Never Give Up

The words that still ring true for a youth service that emerged to fight to save young people from petrol sniffing

These petrol sniffers are our own flesh and blood, yet we have lost them all to petrol…They will live their lives in wheelchairs with acquired brain injuries. But for the new recruits, we are hoping that with Opal there will be no new recruits to petrol sniffing” Janet Inyika

Petrol sniffing brought a plague of brain injuries, violence and often death to remote NPY communities. Petrol sniffing destroyed families and devastated communities.

Almost from the beginning, NPYWC’s members sought help to combat this insidious and destructive habit, which seemed at the time beyond the control of families.

They became increasingly desperate to stop a practice killing and disabling their children and grandchildren. Government responses were sometimes piecemeal and short-term, seeking solutions from communities that they were incapable of providing.

NPYWC started a Youth Service in Kaltjiti (Fregon), APY lands in 1999 as a response to the petrol sniffing crisis.  Members and Directors of NPY Women’s Council  stood beside the service and fought tirelessly to have this epidemic dealt with.  Leading the fight was NPYWC member Janet Inyika also known as Miss Never Give Up.

opal indigenous aboriginal inyika

Janet Inyika– a fierce opponent of petrol sniffing

NPYWC, alongside CAYLUS and Voyages Resort (Yulara) formed the Opal Alliance in 2005. This lobbying body worked urgently to advocate for the roll out of Opal fuel, a low aromatic substitute with no intoxicating effect.
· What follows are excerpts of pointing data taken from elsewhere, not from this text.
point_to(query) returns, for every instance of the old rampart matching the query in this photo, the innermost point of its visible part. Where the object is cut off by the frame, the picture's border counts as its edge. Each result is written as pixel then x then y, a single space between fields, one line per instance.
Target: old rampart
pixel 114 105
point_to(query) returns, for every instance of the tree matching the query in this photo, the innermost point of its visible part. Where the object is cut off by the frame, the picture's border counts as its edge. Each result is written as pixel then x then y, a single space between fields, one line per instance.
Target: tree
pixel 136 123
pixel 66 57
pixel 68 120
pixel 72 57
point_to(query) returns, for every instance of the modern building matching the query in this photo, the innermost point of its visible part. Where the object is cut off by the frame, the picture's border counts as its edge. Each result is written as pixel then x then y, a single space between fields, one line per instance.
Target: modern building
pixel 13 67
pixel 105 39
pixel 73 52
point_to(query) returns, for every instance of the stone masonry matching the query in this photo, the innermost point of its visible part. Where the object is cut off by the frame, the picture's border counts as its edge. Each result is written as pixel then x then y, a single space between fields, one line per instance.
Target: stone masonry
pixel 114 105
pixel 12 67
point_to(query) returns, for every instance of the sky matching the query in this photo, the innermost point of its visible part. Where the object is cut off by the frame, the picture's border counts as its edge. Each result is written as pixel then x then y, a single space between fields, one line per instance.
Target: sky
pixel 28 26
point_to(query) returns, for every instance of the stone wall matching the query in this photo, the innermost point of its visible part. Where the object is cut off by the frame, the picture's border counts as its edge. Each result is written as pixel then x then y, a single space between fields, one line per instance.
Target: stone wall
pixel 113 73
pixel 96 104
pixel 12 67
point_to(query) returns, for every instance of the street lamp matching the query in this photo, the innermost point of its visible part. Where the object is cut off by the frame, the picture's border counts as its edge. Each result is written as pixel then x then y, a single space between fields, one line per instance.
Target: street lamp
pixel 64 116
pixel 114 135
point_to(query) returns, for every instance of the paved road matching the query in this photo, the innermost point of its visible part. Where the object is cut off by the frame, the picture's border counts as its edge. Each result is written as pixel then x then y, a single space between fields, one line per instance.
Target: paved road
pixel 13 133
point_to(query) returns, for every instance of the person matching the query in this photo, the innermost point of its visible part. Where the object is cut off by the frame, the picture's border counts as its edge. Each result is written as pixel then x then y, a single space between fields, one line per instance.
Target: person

By the end of 2005 Opal fuel was rolled out in Yulara, some nearby communities and roadhouses (a few of whom were reluctant to take it up). By 2006, the Opal Alliance had lobbied Minister Abbott who agreed to subsidise the roll out of Opal into Alice Springs. By 2009, 120 communities and commercial outlets right across the NPY lands, from Kalgoorlie to Alice Springs had swapped to Opal fuel.